L'eau chaude, Charles Aznavour et moi


Samedi matin, lorsque je me suis levée - je ne vous dis pas à quelle heure, vous feriez des cauchemars - il n'y avait pas d'eau chaude. D'abord, j'ai râlé. Il faut toujours commencer par râler c'est très sain, ça évacue les toxines. Puis, mon bol de café à la main en faisant bien attention à ne pas le renverser - je ne suis pas très adroite (plutôt extrême gauche, à tous les niveaux) et moins encore le matin - je me demandais chez qui j'allais bien pouvoir aller prendre ma douche*. Un éclair de génie m'a traversée et j'ai pensé qu'il serait judicieux et très agréable d'aller squatter une salle de bains dans laquelle il y avait une baignoire. Parce que non seulement je viens squatter votre salle de bains mais en plus je prends un bain, le tout en faisant un pied de nez à Nicolas Hulot.

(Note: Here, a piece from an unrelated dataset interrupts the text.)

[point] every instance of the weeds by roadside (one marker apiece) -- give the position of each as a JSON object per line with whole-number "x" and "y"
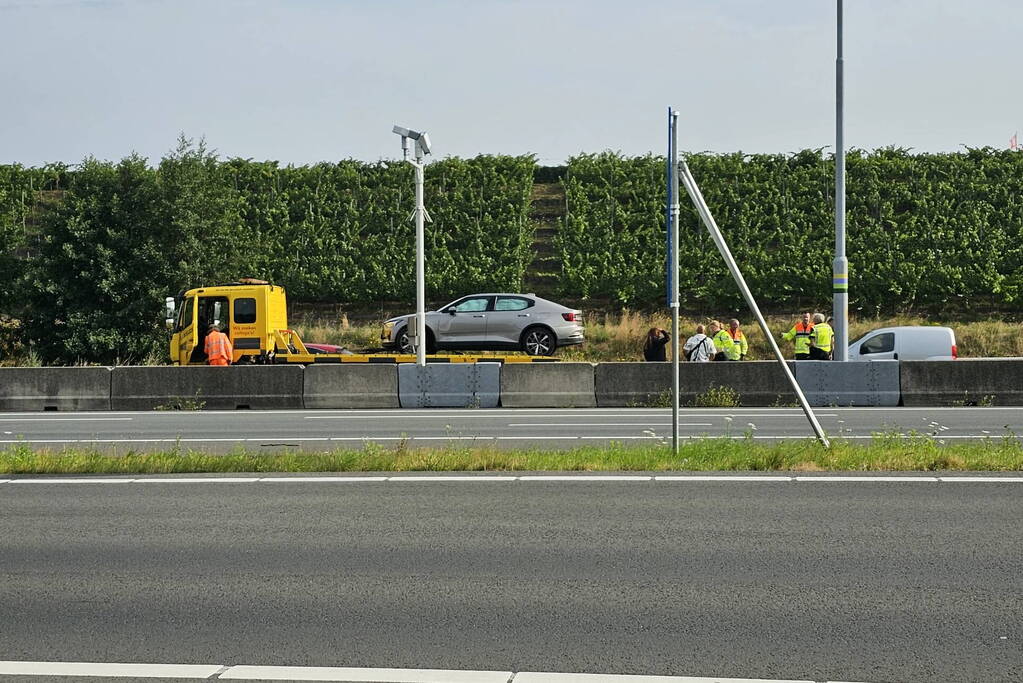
{"x": 888, "y": 451}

Je m'voyais déjà, non pas en haut de l'affiche (je ne peux pas vous promettre que je ne la referai plus) mais entourée de mousse qui sent bon faisant de la buée pour écrire un petit mot de remerciement pour mon hôte sur le miroir, quand l'eau chaude est revenue... Dépitée, j'étais. 


* cette phrase est écrite pour les besoins narratifs de l'histoire parce qu'en vrai, je ne suis pas complètement idiote je serai allée au plus près de chez moi puisque j'étais sale et que j'avais les cheveux dans un état proche de l'Ohio (pardon pour ce jeu de mots foireux estampillé années 1980 ou 70 peut-être, je ne suis pas très forte en histoire de la langue).